Consider this question:- Efficiently picking a random element from a chained hash table?

And consider it's first answer. It suggests a method to select a key in a uniformly random fashion. That, however, is unclear to me. The first step would take a probability of 1/m (i.e randomly selecting a bucket from m buckets)
And the second step can be divided into two steps:
1) If k<=p, then p is returned.
2) If k>p then the loop again runs.
This is done until p is returned.
So the probability of a key being selected is :
(1/m)[(k1/L)+((L-k1)/L)[(1/m)[(k2/L)+((L-k2)/L)[(1/m)[(k3/L)+((L-k3)/L)[......and so on.
Now how can this be equal to 1/n?

Solution

This is a form of rejection-sampling.

Remark:

it looks like you splitted the two steps and loop somehow on the second step only (my interpretation of your calculation-formula)
redoing all steps every time is the most important aspect of the algorithm!
- it's the basic-idea of rejection-sampling: we are sampling from some surrounding-density and need to sample again, if the selected sample is not within the range of our sample range (that's very informal; read the above link)

Why this approach:

Imagine, there are 2 buckets, where b0 hast 2 elements, b1 has 4 elements
Step 1 is selecting one bucket uniformly
- But because b0 has a different amount of elements than b1, the actual sampling in step 2 needs to be somehow adapted to the information about the number of elements (or we will use uniformity)
- We don't have this full information, we only got the upper-bound L on all chains
- Meaning: We use the rejection-idea to sample from the max-range L; and accept if the index is compatible with the bucket.
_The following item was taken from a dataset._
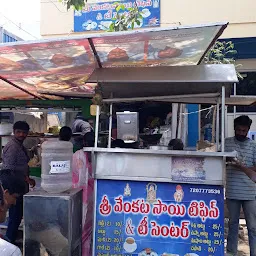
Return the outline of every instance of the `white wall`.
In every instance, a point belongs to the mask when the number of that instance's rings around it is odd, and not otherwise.
[[[256,113],[236,113],[236,117],[241,115],[248,115],[252,119],[252,126],[250,131],[256,131]],[[227,135],[234,136],[234,114],[228,113],[227,121]]]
So if the selected bucket has half the amount of elements compared to the biggest one, it needs to be aborted (restart with step 1) 50% of the time. It's like inserting fake-elements to all buckets so that the amounts of elements are constant. Then sample, check if real or fake-element was selected and do that again if a fake one was hit.
- It's easy to see that: b0 get's chosen 50% of the time; equal to b1
- When sampling within b0, the process will get aborted 50% of time, because k=2, L=4 (L from the size of elements in b2)
- When sampling within b1, the process will never get aborted (k=L)
- If there would be no chance of aborting; we would select one selected element of b0 2 times as often (L / size-within-b0 = L/2) as one from b1, because the bucket is uniformly selected; but the number of elements to sample from differ.